My wife likes the Pastoral Symphony. I never liked old beetle-brow much myself. He was having a resurgence back in the seventies when I played an orchestra instrument, and he rubbed me the wrong way. And what was that little shite’s name in Peanuts that was always sawing away at him? Linux or Schroedinger or Sloppy or something. Who cares? Peanuts always sucked, too. Discerning grade-schoolers read B.C. .

But my wife wears me down in the most pleasant ways and I find myself softening on the old, deaf, dead Napoleon bumkisser. He sounds at least 14 percent better than the fluorescent lights to me now. That’s a damn sight better than Looking Glass or Sugarloaf ever was.

Caleb’s Coins



From Wethersfield we went out, about half an hour before sunrising, for Quabaug. We lost our way in the snow, which hindered us some hours. Having neither house nor wigwam at hand, we lay in the woods all night. Through mercy, we arrived in health to the proceedings. JosephBradford, appraiser, had begun calling out the Probate Inventory of our beloved departed Obadiah Dickinson, father of my bride, recently deceased of apoplexy in the yeare of our Lord 1750.

My bride was in distress, and Mr Bradford, spake quickly, and the words tumbled out and gathered and split asunder again without warning, and we were content to let them go past without signifying. Mr Bradford paused, with force, and called my name most clearly, and approached to take my hand. He placed in my hand six coins, of no value, worn and dirty with much handling.

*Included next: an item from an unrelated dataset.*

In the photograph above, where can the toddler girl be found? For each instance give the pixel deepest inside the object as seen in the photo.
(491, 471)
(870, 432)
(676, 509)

“It was the earnest desire of Mr Dickinson that these be returned to you, sir. “

I was adrift.

“I know not of these coins, sir. That cannot be returned which was never given. “
My wife pressed my arm, and looked at me with with such emotion, I did not spake further, hoping until such time as she could explain this mystery.

For my wife’s father, who was a good man, and true, did not care for such as myself. He tolerated me only, and watched over his girl as a bear watches his cub. I felt always his look over my shoulder, even betimes he was not present.

We hired a team to bring such belongings as were meet over the frozen Connecticut River to our lodgings, Methinks the villein charged more than the lot was worth to transport them, but he avowed he would not hear the frozen river cracking under each footfall for less than a treasure. My wife could not do without what little was left of her father, and I grudgingly gave way.

“Why should your Pater, who knew no rest in minding me, make me this present? He did not care for me.”

“You are harsh, Caleb, and wrong in the bargain.”

“I speak the truth woman, Bless his soul, but he did not care for me. He has given me this trifle to shame me afore the appraiser.”

“Nay, Caleb, they are your coins, and it is his love which it displays, not scorn.”

“How can this be?”

“You are older now Caleb, and forget the things of your youth. But my father, and I, did not forget.”

“What do I forget?”

“You would call on me Caleb, with your hair in place and your clothes brushed. “

“Yes?”

“And my father would let us sit alone in the room, while he smoked outside; do you remember?”

“Just so, I had forgotten.”

“Father would say he would come back inside when the candle flame could not be seen on the candle shelf anymore.”

“Through mercy! I would put the coins under the candle to raise it up and prolong the time. “

“Yes Caleb. He knew. And now it is time you knew- Father did not smoke.”